ARIANNE Project

The ARIANNE (Advanced Reactor Investigative Analysis of Neutron Noise Experiments) project aims at testing and assessing the performances of the main neutron noise techniques (Feynman-alpha, Rossi-alpha, and Power Spectral Density) for estimating the kinetic parameters featuring the fast nuclear facility VENUS-F. Neutron noise techniques are very important to monitor the reactor kinetic features during its steady-state operation, ensuring its safe operation. While noise techniques are established methodologies in thermal reactors, their application to fast systems is quite scarce, demanding dedicated experimental efforts.

Due to its simple geometry and low thermal power, VENUS-F is ideal for studying neutron kinetics with noise techniques. The experimental campaign would be performed both in critical and slightly sub-critical configurations, exploiting fission chambers as neutron detectors. The experimental results obtained with the different techniques would be compared one to each other and against high-fidelity, Monte Carlo simulations of the experimental configurations.

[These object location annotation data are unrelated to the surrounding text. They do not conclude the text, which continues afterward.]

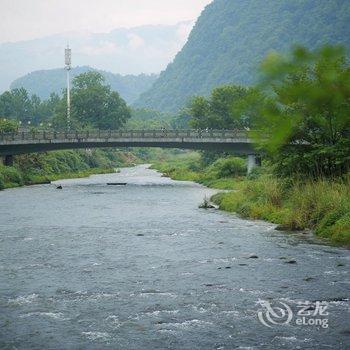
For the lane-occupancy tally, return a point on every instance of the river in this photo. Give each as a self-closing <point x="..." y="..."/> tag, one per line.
<point x="140" y="266"/>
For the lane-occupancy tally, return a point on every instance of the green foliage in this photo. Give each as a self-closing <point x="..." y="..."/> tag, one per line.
<point x="17" y="105"/>
<point x="43" y="167"/>
<point x="7" y="125"/>
<point x="216" y="111"/>
<point x="231" y="37"/>
<point x="148" y="119"/>
<point x="42" y="83"/>
<point x="305" y="118"/>
<point x="229" y="167"/>
<point x="11" y="176"/>
<point x="323" y="206"/>
<point x="94" y="105"/>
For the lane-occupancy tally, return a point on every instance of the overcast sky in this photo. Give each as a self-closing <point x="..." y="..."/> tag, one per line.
<point x="29" y="19"/>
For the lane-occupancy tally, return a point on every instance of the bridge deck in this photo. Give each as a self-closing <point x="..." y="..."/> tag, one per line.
<point x="28" y="142"/>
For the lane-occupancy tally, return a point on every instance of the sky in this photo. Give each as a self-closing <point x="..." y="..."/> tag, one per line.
<point x="30" y="19"/>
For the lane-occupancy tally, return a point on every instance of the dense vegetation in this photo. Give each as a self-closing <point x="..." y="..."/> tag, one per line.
<point x="94" y="105"/>
<point x="45" y="82"/>
<point x="302" y="113"/>
<point x="232" y="36"/>
<point x="46" y="167"/>
<point x="321" y="205"/>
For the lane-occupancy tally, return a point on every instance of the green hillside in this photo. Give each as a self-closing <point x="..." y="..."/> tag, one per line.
<point x="232" y="36"/>
<point x="44" y="82"/>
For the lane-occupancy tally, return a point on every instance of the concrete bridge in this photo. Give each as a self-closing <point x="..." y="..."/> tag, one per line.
<point x="232" y="141"/>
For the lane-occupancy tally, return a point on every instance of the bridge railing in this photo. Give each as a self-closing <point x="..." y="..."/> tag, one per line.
<point x="122" y="134"/>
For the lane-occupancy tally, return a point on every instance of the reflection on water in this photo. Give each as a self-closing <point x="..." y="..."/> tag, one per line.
<point x="93" y="266"/>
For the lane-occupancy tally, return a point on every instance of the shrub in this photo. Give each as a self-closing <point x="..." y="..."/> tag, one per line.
<point x="228" y="167"/>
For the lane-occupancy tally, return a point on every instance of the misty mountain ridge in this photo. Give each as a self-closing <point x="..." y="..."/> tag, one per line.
<point x="44" y="82"/>
<point x="231" y="37"/>
<point x="145" y="49"/>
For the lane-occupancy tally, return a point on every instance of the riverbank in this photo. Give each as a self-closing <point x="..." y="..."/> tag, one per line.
<point x="46" y="167"/>
<point x="322" y="206"/>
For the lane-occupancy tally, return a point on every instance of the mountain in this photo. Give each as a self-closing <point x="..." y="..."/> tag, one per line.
<point x="44" y="82"/>
<point x="145" y="49"/>
<point x="231" y="37"/>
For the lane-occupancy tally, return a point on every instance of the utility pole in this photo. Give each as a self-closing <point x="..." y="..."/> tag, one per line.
<point x="68" y="63"/>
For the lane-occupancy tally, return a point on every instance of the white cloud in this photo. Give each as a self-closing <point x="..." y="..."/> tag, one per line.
<point x="27" y="19"/>
<point x="104" y="48"/>
<point x="135" y="42"/>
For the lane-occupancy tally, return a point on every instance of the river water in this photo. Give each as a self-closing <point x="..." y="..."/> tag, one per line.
<point x="142" y="267"/>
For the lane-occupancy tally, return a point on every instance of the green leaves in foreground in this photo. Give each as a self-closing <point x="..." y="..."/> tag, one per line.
<point x="307" y="106"/>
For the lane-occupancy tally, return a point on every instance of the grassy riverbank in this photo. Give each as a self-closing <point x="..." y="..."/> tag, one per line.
<point x="45" y="167"/>
<point x="323" y="206"/>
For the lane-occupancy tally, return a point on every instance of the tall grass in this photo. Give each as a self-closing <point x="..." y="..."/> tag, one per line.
<point x="323" y="206"/>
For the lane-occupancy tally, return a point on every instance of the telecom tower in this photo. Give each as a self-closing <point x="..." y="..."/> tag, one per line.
<point x="68" y="63"/>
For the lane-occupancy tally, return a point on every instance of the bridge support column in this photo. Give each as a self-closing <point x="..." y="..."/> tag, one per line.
<point x="7" y="160"/>
<point x="254" y="160"/>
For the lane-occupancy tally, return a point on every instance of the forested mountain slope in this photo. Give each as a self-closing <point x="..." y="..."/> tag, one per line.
<point x="232" y="36"/>
<point x="44" y="82"/>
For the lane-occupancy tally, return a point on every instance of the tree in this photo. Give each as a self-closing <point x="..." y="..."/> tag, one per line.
<point x="7" y="125"/>
<point x="217" y="112"/>
<point x="95" y="105"/>
<point x="305" y="120"/>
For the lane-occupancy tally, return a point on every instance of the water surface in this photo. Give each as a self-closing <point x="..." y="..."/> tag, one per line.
<point x="142" y="267"/>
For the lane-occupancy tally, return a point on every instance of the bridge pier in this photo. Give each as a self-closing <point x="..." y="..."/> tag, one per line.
<point x="7" y="160"/>
<point x="254" y="161"/>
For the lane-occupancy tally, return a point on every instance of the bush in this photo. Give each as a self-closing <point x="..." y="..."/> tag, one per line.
<point x="229" y="167"/>
<point x="321" y="205"/>
<point x="2" y="183"/>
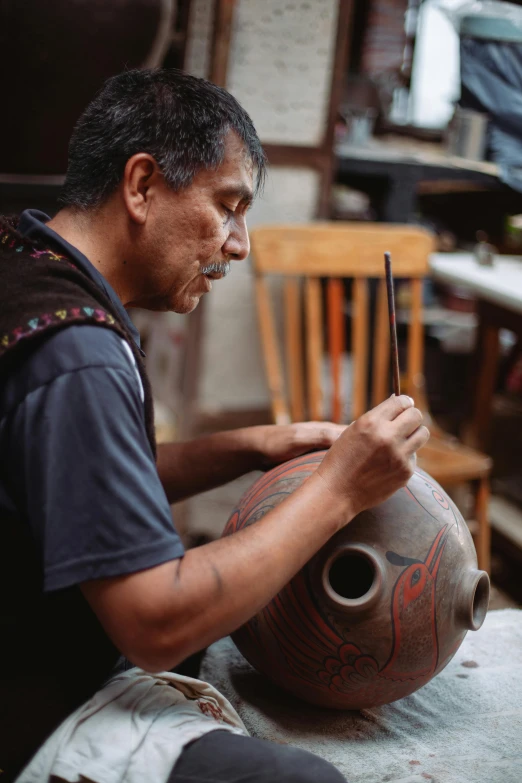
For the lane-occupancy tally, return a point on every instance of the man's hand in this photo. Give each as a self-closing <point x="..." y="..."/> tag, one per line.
<point x="375" y="456"/>
<point x="278" y="443"/>
<point x="185" y="469"/>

The project is expected to contribute to the general know-how of experimental techniques for Gen-IV fast reactors, providing specific insights regarding the range of applicability and associated needs of state-of-the-art neutron noise techniques applied to fast systems.

In addition to the methodological outcomes, the experimental evaluation of the kinetic parameters featuring VENUS-F would be also valuable for the validation of numerical codes and nuclear data libraries applied to heavy-metal cooled fast reactors, like ALFRED and MYHRRA, contributing to the deployment of the Lead Fast Reactor technology.

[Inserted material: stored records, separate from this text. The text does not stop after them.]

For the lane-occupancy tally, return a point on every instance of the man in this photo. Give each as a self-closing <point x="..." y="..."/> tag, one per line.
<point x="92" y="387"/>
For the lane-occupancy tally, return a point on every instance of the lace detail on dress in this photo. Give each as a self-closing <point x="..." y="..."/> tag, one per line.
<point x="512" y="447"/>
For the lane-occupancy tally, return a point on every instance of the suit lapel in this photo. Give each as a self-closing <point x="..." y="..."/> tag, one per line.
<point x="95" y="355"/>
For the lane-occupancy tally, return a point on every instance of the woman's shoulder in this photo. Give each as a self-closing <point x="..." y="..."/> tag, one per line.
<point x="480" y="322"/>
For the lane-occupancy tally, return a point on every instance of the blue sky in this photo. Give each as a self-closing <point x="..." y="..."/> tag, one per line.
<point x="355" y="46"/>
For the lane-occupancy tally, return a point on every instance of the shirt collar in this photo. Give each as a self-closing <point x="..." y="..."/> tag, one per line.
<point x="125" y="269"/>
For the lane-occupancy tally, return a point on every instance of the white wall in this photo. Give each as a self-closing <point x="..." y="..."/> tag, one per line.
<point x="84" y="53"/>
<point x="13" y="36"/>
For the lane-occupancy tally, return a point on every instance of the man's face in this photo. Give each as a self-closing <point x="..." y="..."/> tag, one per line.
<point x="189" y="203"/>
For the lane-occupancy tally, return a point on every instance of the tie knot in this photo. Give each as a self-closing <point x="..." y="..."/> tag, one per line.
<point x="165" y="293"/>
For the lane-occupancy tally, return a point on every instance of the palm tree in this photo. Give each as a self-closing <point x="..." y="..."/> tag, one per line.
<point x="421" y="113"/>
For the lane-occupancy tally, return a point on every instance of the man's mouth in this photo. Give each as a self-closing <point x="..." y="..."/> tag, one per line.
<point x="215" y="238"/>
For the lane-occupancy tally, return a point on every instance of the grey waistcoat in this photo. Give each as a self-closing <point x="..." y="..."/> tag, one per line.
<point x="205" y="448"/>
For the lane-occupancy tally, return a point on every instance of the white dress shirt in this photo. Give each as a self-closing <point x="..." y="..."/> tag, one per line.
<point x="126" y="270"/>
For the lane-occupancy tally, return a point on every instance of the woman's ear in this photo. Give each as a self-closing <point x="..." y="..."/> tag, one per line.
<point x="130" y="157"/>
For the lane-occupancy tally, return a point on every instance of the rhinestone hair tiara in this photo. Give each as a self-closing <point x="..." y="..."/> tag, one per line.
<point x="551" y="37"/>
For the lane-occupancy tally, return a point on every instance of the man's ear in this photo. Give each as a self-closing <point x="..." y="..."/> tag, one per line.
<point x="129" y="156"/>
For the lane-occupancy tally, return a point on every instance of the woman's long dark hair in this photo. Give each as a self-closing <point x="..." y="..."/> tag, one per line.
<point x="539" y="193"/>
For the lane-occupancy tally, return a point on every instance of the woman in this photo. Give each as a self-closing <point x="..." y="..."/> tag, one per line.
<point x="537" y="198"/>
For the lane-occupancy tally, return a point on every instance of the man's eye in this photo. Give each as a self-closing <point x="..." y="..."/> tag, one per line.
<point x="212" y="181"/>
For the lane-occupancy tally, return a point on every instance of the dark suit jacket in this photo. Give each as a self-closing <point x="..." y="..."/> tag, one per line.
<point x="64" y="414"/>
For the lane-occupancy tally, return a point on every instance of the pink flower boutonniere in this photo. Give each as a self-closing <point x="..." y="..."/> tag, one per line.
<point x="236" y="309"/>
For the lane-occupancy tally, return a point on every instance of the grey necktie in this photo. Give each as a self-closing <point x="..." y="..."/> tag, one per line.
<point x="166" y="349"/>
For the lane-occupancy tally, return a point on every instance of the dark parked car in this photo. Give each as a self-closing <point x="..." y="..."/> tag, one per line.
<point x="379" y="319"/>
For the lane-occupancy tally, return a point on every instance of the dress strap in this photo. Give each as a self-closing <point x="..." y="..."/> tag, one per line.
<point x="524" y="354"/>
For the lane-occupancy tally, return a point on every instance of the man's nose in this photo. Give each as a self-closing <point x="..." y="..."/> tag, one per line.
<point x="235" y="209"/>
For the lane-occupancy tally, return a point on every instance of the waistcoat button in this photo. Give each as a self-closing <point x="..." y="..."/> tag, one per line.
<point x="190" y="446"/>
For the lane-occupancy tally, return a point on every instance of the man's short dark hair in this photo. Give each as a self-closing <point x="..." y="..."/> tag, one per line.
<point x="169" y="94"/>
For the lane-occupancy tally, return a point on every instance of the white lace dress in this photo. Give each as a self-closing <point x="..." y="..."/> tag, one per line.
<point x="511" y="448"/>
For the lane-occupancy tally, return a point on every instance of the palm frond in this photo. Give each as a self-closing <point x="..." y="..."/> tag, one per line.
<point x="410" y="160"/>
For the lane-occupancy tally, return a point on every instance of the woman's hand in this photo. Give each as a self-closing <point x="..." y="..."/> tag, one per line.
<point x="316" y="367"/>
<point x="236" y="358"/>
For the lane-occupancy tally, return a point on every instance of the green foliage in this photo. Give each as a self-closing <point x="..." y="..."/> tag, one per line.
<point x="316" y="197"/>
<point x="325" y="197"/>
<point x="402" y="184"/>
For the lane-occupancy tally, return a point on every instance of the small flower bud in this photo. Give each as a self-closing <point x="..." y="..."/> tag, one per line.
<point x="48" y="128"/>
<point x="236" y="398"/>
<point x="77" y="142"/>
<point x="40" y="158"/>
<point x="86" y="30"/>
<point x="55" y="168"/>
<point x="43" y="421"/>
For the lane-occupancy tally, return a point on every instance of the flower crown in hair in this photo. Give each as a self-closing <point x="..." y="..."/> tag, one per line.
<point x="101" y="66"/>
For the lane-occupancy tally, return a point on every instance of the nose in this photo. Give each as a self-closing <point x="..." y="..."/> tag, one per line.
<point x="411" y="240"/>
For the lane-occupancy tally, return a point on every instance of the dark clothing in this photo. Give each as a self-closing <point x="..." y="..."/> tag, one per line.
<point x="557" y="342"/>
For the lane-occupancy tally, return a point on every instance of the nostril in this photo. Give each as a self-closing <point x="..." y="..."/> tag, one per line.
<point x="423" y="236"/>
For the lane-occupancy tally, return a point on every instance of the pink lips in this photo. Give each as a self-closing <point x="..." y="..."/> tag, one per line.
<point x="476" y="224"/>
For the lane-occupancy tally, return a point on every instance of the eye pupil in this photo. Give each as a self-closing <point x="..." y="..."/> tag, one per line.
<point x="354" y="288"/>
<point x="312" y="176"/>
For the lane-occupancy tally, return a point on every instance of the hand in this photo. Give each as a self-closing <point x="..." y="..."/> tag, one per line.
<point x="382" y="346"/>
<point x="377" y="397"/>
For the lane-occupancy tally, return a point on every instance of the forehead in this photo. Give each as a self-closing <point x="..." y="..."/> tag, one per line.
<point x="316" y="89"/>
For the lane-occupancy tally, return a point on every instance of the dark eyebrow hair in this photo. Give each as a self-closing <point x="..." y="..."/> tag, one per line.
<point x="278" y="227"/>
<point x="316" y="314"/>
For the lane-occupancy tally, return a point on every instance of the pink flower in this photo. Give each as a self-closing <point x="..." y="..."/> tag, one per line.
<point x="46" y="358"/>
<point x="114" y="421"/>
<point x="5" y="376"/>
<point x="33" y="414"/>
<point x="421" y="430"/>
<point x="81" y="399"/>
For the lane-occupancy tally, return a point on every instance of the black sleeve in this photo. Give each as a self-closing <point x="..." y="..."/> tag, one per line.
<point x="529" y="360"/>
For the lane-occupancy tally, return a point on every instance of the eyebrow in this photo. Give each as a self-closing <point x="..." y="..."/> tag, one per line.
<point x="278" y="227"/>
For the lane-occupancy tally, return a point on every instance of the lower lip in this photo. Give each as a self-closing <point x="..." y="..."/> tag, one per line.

The objective of the campaign will be to test and assess neutron noise techniques (mainly Feynman-α, Rossi-α and PSDM), generally employed in the case of thermal systems, to a fast nuclear facility like VENUS-F. This campaign will allow us to estimate the kinetic parameters of VENUS-F, and to assess the different noise techniques in the context of fast reactors, getting insights on their performance and on the challenges associated with them. The ARIANNE project will also highlight the need for possible corrections accounting for space and energy kinetics in a fast reactor.

The noise techniques used in ARIANNE will be compared with one another and against high fidelity Monte Carlo simulations of the experiment. The measured kinetic parameters are expected to provide useful insights about the physics of VENUS-F and of heavy-metal cooled fast reactors. In this respect, the experimental estimation of the kinetic parameters at VENUS-F would enrich the set of benchmarks that can be used for the Verification and Validation (V&V) of numerical and experimental methods, codes and nuclear data libraries, which is crucial step for the deployment of lead- and lead-bismuth-cooled fast reactors (e.g. ALFRED and MYRRHA).